Enterprises therefore need to put technology in place that secures their data against both the threats of today and those of tomorrow. By moving to quantum-safe technology they can be assured that their data is protected for whenever quantum comes into force, but where do they start?
How to implement quantum-safe technology?
Many technology companies have been working on quantum-safe solutions for a number of years and are developing a number of diverse solutions; these include quantum key cryptography (QKC) or post-quantum algorithms (PQA), where the principles of quantum mechanics are used to encrypt data and transmit it in a way that cannot be hacked. In reality many of these providers will update their security levels in order to stay well ahead of the threat from quantum computing, thus removing the onus of upgrading to quantum-safe solutions from their customers. However, businesses need to ensure that the communications channels that they use across their organization are ‘enterprise-grade’ and that they provide both sufficient security and assurance. They also need to ensure that employees do not use consumer apps, which do not have adequate security for government communications and which stand to compromise the systems put in place.
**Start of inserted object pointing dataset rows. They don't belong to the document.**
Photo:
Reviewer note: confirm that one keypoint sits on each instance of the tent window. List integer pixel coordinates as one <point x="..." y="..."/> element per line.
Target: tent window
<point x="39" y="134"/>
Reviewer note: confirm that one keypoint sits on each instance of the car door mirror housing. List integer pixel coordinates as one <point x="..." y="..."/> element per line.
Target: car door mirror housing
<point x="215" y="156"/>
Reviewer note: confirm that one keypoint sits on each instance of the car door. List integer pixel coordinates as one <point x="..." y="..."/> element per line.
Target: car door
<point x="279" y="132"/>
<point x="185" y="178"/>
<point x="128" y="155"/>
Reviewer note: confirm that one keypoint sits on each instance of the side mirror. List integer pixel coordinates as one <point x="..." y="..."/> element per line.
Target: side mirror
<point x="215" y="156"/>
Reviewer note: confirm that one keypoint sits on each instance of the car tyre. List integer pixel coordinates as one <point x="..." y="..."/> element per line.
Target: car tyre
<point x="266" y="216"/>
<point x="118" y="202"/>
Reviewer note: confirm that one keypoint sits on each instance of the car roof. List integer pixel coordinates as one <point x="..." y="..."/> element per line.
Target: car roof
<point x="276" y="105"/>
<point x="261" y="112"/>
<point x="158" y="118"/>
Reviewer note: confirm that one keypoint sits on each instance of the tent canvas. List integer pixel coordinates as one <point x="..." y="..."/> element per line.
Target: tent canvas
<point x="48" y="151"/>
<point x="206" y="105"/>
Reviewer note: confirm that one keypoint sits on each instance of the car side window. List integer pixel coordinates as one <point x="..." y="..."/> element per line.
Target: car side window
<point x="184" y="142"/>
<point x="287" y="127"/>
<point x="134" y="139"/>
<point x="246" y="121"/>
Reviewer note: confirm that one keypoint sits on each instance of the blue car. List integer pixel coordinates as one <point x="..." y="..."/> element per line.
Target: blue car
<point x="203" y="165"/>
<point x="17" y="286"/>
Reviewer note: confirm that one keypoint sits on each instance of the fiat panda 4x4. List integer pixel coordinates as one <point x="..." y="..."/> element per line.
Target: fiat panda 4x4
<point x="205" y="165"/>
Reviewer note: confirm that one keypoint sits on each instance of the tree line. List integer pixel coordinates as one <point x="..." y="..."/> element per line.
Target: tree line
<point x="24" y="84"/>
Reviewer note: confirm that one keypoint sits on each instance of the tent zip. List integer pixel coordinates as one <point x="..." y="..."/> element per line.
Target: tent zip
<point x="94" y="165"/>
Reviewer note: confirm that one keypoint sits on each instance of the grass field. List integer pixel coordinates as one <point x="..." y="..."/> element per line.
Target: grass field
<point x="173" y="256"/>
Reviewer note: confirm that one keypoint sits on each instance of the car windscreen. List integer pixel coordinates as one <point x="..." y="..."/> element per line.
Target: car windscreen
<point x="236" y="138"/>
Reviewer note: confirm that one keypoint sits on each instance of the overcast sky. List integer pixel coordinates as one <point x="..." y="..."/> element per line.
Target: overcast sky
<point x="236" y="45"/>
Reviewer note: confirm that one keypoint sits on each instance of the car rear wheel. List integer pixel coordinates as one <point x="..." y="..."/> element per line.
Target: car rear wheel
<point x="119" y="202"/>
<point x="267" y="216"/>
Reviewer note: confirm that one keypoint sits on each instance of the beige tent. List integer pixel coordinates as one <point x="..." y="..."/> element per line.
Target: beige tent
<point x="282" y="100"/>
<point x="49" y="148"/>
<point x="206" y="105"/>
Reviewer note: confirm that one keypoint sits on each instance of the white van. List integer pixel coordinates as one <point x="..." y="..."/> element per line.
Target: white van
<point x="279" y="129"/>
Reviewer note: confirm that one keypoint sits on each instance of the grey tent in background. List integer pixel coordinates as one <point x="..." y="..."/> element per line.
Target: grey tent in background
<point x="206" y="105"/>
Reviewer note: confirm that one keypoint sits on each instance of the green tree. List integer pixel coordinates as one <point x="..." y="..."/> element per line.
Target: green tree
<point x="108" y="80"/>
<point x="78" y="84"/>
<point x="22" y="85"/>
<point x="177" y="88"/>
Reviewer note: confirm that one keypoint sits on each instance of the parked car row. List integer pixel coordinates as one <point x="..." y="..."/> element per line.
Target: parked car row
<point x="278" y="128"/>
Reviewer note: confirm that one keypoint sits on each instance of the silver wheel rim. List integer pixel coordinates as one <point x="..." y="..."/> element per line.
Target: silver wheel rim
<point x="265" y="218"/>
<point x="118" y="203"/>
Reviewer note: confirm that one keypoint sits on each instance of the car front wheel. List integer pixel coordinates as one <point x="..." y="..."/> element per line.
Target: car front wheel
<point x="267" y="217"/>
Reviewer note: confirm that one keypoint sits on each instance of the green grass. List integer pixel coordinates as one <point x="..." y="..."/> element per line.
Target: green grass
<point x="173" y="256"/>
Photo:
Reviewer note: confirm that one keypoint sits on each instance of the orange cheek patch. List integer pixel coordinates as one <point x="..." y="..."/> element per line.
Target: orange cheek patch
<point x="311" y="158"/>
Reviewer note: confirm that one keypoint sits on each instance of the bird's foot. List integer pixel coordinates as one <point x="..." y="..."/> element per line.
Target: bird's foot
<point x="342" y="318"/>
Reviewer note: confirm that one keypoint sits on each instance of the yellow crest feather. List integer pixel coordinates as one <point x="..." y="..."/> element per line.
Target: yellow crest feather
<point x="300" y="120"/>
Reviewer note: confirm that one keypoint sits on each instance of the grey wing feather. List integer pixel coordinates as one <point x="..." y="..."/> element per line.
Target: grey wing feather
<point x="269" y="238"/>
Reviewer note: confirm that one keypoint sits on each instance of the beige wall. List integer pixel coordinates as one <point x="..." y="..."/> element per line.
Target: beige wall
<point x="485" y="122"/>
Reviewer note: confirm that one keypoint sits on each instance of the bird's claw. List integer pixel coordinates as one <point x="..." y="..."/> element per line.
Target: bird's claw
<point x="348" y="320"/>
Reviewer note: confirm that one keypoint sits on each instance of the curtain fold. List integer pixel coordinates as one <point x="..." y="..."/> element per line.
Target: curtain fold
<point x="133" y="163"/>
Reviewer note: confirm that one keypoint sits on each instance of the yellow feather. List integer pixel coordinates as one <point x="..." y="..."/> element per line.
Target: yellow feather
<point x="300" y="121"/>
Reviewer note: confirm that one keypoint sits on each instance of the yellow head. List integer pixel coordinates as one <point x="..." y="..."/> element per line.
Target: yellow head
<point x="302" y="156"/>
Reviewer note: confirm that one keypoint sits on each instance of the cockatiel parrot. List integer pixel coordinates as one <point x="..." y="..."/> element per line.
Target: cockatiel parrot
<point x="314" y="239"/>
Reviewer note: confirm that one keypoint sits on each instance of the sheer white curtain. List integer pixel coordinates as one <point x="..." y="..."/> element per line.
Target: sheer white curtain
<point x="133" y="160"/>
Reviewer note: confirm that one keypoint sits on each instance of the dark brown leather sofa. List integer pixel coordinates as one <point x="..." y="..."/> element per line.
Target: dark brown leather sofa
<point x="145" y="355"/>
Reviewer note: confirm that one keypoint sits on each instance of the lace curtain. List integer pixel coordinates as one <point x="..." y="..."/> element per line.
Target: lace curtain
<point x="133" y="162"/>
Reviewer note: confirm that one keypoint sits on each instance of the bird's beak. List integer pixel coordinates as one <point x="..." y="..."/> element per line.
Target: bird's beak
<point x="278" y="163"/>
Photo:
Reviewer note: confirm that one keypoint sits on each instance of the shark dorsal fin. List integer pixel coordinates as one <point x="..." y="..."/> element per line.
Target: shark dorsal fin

Already today, some dedicated secure communications platforms will have technology in place that offers a more robust protection against the threat of quantum. Such architectures could be described as being “quantum-annoying” since they would take much longer for a quantum computer to decrypt than a platform with standard security encryption. One important protocol called Messaging Layer Security (MLS) is being developed by the MLS IETF working group (which includes the likes of Oxford University, Facebook, INRIA, Google, Twitter and Wire and looks set to provide an important basis for quantum resistant technology. MLS is the first protocol to allow end-to-end encryption for large groups and thus breaks with the paradigm of a server-centric architecture, prevalent in most collaboration tools today. The use of MLS in collaboration platforms therefore will mark an important milestone in protecting data against the threat embodied by the power of quantum computing.
To sum up, the advent of quantum computing looks set to bring about exciting innovations across industry sectors but enterprises today need to consider protecting their confidential data for when the technology matures. They need to implement policies that ensure their staff are using only ‘enterprise-grade’ platforms and partner with the technology experts who can provide the platforms to protect their data and offer peace of mind that the advances in technology do not lead to disclosing confidential enterprise data.